Westbengal looks all set for a big change in politics. A massive churn is visible. People are impatient to bring a closer to a failed governance model of the yore.
Three decades of communist rule had left the citizenry an emaciated lot. Not a brick had been added to the structure of development that existed before the communists ascended to the power. People begged for development. They got slogans. Commoners were worried about lack of jobs. The government of the day let loose its goons among its cadre to go around shutting gates of factories, pulling down shutters of business establishments and forcing people to stay indoors. Those were the days of strikes. Footsoldiers of communist government went about imposing the rigid doctrine of communism on the hapless Bengalis who wanted nothing but to make an honest living to better their lives. But they were forced to witness the caricatures of rigid postures, fists raised in air and long speeches by comrades invoking some or the other revolution, declaiming quotes from Lenin, Stalin and Marx with rhetorical flourish. People had given up any hope of leading a normal day in life, undisturbed by tantrums of communist cadre.
It took three decades for Bengalis to dislodge the ravenous parasites from power. Somebody else promised them to make things better. It was none else than Mamata Banerjee who embodied new hope for them. Ma Mati Manush was her war cry, with which she drowned the time-worn slogans of commie cadre. With that was drowned too the dream project of Singur Nano plant, ironically the first attempt by the communist government to bring in private investment. She is now close to completing a decade in power. Has she been any different from her predecessor? Has she been able to make life better? The questions don’t seem appropriate to what hard evidences on the ground point to. The questions should be more like, has she cared to be different from her predecessor? and did she really mean to make life better? A big no to both the questions. She has adopted even more merciless brand of politics than that of her predecessor. She has injected communal poison and hate to the body politic of Westbengal. It’s us versus them for her. People who can live and who can’t, depend upon which side they are on. Bodies hanging from trees are a common sight. Far from being outraged by daily occurrences of killing, she displays a manic glee over the fact that her opponents are being taught a tough lesson by her cadre.

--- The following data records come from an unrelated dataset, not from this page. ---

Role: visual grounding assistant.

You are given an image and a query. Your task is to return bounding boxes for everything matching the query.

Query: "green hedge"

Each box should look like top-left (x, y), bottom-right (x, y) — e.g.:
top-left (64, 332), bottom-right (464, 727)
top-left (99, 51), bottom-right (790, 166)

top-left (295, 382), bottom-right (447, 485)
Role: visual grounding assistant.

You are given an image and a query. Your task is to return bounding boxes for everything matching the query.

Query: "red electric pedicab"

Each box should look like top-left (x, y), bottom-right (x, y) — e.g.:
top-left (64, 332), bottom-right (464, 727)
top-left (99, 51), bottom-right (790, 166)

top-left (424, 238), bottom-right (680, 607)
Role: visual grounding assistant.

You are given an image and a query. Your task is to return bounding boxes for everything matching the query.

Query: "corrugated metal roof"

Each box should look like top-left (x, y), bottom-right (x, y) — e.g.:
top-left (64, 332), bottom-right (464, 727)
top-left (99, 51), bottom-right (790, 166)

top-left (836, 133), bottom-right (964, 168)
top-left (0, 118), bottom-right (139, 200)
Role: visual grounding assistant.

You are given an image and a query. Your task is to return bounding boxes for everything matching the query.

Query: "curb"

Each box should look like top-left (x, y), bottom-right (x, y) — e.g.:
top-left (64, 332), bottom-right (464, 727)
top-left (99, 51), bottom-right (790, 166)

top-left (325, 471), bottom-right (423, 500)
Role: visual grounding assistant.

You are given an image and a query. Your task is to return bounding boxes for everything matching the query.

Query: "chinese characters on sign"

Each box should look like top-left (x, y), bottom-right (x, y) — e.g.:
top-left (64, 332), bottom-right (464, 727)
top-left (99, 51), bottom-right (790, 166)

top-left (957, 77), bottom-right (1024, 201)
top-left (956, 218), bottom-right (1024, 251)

Communal appeasement has reached its zenith. She stops at nothing to secure the concentrated vote bank of a community. Riots have left scores dead, homes burnt to ashes and people have left their houses out of fear for their lives. Police act as mute spectators. Not a single culprit has been brought to book for so many incidents of riots. Such is the greed for power and the value of vote bank that festivals do get preferences, one over the other, depending on communities. For infrastructure, you have old tumbledown roads, decrepit British era buildings, hardly motorable connectivity to places of tourism. The state of education and health has hit its nadir. The state is running on a huge deficit economy.
But she and her party don’t care a fig. She is always ready to pick fights with the center over one issue or the other.
People are fed up. Winds of change are blowing. Bengalis don’t want dictators ruling over them and ruining their state. They want real secularism, real democracy and real development. Will Bengal make history in the forthcoming election?